Green, green is the grass of home, Tom Jones informed us a few years back. And green are all the ingredients for this green smoothie, the most valuable part of which is the colour pigment chlorophyll.

Chlorophyll lends plants and subsequently foods made from them their green colour. It has quite spectacular properties: it converts sunlight into carbohydrates and it gives leaves their green hue. Chlorophyll delivers the necessary energy to grow - to plants but also to us humans. It's often called the blood of the plants because its chemical structure is similar to our own haemoglobin, which in turn makes our blood appear red. The big difference between the two: the core of haemoglobin is iron, that of chlorophyll magnesium.

Chlorophyll promotes wound healing, absorbs toxins and supports our metabolism. So bring on those green smoothies! When you start drinking green smoothies, they might taste a little bitter to your palate at first - they're a bit of an acquired taste - so add some more fruit until you're used to them, ideally around 60%. The health boost you're looking for you will chiefly get from the chlorophyll in the green ingredients however, and you should be aiming at those eventually making up around 70% of your smoothie, otherwise your healthy drink contains too much fructose.

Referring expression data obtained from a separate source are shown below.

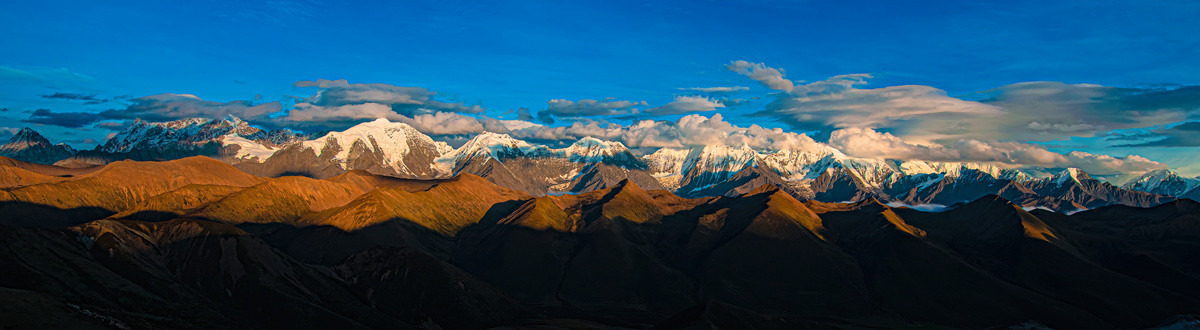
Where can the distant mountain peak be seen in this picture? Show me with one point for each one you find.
(29, 145)
(29, 137)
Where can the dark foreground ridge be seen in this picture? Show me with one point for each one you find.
(196, 243)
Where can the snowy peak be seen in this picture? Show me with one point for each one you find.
(719, 159)
(397, 147)
(1071, 175)
(180, 135)
(666, 161)
(25, 138)
(593, 150)
(492, 145)
(1162, 181)
(31, 147)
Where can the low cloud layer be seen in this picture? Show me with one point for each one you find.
(869, 143)
(568, 108)
(1036, 111)
(684, 105)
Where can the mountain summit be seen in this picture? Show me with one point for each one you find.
(31, 147)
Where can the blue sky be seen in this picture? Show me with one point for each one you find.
(514, 54)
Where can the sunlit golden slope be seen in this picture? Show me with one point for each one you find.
(121, 185)
(445, 208)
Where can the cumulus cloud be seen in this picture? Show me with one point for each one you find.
(403, 100)
(717, 89)
(523, 114)
(869, 143)
(70, 120)
(1051, 111)
(305, 113)
(915, 111)
(1036, 111)
(447, 124)
(771, 77)
(1180, 135)
(89, 99)
(688, 131)
(683, 105)
(591, 107)
(163, 107)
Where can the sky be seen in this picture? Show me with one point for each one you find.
(1110, 87)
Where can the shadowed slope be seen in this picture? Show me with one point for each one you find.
(924, 282)
(121, 185)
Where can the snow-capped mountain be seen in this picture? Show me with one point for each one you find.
(28, 145)
(819, 172)
(593, 150)
(229, 138)
(492, 145)
(1164, 181)
(1078, 187)
(396, 148)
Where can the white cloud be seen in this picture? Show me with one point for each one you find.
(869, 143)
(771, 77)
(444, 124)
(683, 105)
(316, 114)
(591, 107)
(403, 100)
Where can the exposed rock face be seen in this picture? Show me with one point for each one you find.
(196, 243)
(1164, 181)
(817, 172)
(30, 147)
(231, 139)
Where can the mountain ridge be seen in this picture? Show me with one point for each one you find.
(821, 173)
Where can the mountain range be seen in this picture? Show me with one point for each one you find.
(197, 243)
(395, 149)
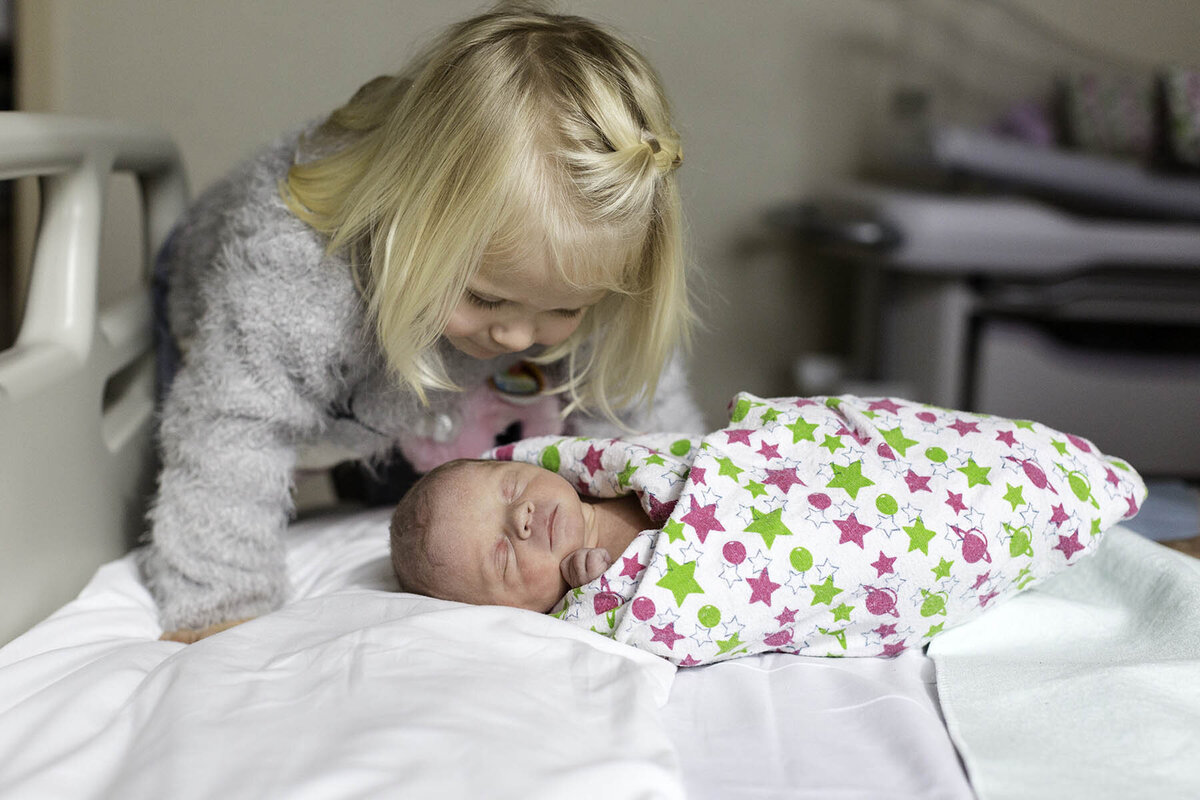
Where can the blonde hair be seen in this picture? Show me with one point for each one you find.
(519, 131)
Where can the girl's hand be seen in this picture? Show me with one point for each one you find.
(585, 565)
(189, 635)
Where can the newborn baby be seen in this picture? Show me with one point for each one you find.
(833, 525)
(505, 534)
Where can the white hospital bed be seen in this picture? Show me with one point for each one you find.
(357, 691)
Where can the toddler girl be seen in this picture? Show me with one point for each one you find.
(373, 281)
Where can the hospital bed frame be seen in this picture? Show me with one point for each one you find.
(77, 386)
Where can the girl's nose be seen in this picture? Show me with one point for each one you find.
(514, 336)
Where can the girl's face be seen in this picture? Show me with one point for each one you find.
(501, 531)
(510, 307)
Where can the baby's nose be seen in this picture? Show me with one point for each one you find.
(523, 521)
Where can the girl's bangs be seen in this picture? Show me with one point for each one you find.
(587, 256)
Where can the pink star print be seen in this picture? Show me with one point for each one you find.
(666, 635)
(851, 530)
(660, 511)
(917, 482)
(965, 427)
(702, 518)
(883, 564)
(742, 437)
(762, 588)
(1133, 506)
(1068, 545)
(631, 566)
(592, 461)
(768, 451)
(783, 479)
(883, 405)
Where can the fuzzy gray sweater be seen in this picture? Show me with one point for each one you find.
(280, 355)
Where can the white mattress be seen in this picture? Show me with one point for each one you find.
(357, 691)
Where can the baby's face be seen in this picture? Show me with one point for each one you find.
(501, 531)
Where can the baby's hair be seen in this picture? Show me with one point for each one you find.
(517, 132)
(409, 530)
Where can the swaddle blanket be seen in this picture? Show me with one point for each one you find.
(834, 527)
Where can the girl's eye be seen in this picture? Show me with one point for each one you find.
(483, 302)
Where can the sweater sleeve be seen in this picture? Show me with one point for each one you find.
(228, 433)
(673, 410)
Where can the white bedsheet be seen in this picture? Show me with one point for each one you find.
(1086, 686)
(357, 691)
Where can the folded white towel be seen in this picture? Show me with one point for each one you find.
(1086, 686)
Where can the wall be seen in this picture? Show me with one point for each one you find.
(773, 98)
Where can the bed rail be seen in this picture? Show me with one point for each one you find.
(77, 386)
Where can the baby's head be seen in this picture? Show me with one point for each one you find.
(490, 533)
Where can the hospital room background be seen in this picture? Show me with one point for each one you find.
(787, 109)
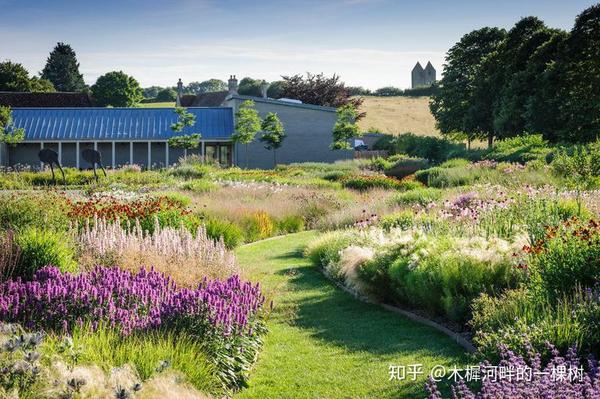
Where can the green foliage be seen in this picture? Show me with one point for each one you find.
(39, 248)
(451, 105)
(326, 249)
(9, 134)
(273, 133)
(247, 123)
(14, 77)
(231, 234)
(420, 196)
(566, 258)
(62, 69)
(166, 95)
(398, 220)
(520, 149)
(362, 183)
(434, 149)
(406, 166)
(518, 319)
(45, 210)
(345, 128)
(116, 89)
(250, 87)
(257, 226)
(146, 352)
(290, 224)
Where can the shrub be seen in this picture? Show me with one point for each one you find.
(10, 255)
(520, 149)
(290, 224)
(519, 318)
(225, 315)
(406, 166)
(538, 381)
(326, 249)
(185, 257)
(258, 226)
(44, 210)
(434, 149)
(402, 220)
(41, 248)
(420, 196)
(230, 233)
(566, 257)
(199, 186)
(363, 183)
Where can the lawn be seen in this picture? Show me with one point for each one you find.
(397, 115)
(322, 342)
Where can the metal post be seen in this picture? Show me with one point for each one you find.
(77, 154)
(149, 166)
(166, 154)
(114, 163)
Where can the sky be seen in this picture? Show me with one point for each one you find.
(369, 43)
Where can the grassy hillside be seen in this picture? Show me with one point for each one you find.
(398, 115)
(394, 115)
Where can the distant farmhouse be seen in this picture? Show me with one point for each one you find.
(66, 123)
(423, 77)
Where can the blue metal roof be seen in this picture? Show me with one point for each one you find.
(98, 124)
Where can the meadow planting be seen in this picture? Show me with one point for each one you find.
(130, 287)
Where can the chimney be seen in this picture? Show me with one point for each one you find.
(232, 84)
(179, 92)
(264, 86)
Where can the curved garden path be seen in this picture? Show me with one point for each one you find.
(324, 343)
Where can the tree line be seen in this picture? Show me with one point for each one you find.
(530, 79)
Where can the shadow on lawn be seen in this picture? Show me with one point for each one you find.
(338, 318)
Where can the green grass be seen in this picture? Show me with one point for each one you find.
(157, 105)
(323, 343)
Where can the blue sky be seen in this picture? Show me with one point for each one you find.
(372, 43)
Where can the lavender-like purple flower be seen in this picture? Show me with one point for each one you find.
(561, 378)
(127, 301)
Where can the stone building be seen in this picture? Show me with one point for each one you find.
(140, 135)
(423, 77)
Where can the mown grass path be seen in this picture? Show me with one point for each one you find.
(323, 343)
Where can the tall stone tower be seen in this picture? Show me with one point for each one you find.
(423, 77)
(429, 74)
(418, 76)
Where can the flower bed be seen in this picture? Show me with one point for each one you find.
(227, 316)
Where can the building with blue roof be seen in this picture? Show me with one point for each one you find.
(140, 135)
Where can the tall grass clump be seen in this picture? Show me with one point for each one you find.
(39, 248)
(186, 257)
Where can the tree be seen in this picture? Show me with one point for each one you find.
(116, 89)
(9, 134)
(166, 95)
(187, 141)
(388, 91)
(250, 87)
(207, 86)
(451, 102)
(514, 85)
(151, 92)
(319, 90)
(275, 89)
(581, 70)
(345, 128)
(273, 134)
(62, 69)
(247, 124)
(14, 77)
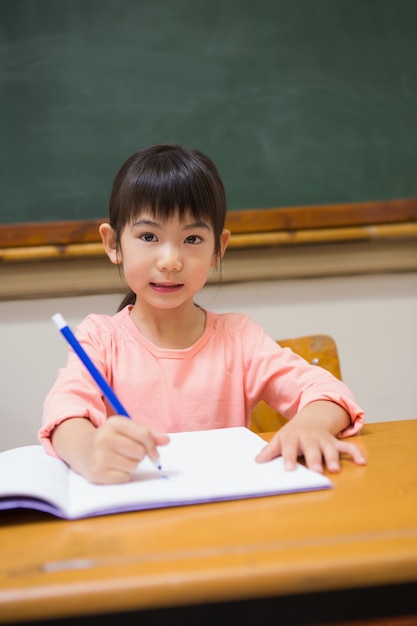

I always pimp my smoothies with superfoods like goji berries, chia seeds or ginger. If you like it creamier, add avocado. I also really love to mix in some hemp protein, wheat grass or barley grass powder.
You can currently find this particular smoothie recipe (along with many others) on the excellent and beautifully curated Merkur Blog.

Christian tradition presents us with many culinary rules. In a number of countries, Maundy Thursday - the Thursday before Easter - is called "Green Thursday" and the custom dictates that only green vegetables should be eaten on that day: kale, green salads, spinach and the like.
And in my house? Green smoothie it is.


Green Smoothie

2 glasses


  • 2 generous handfuls of baby spinach (around 100g)
  • 1 orange
  • 4 kiwis
  • 1 small piece of ginger
  • juice of 1/2 a lemon
  • 10 leaves of mint
  • 350ml water


  1. Wash the baby spinach and mint and add to a food processor. Peel the orange, ginger and kiwis and add them as well, along with the lemon juice and water. Mix well.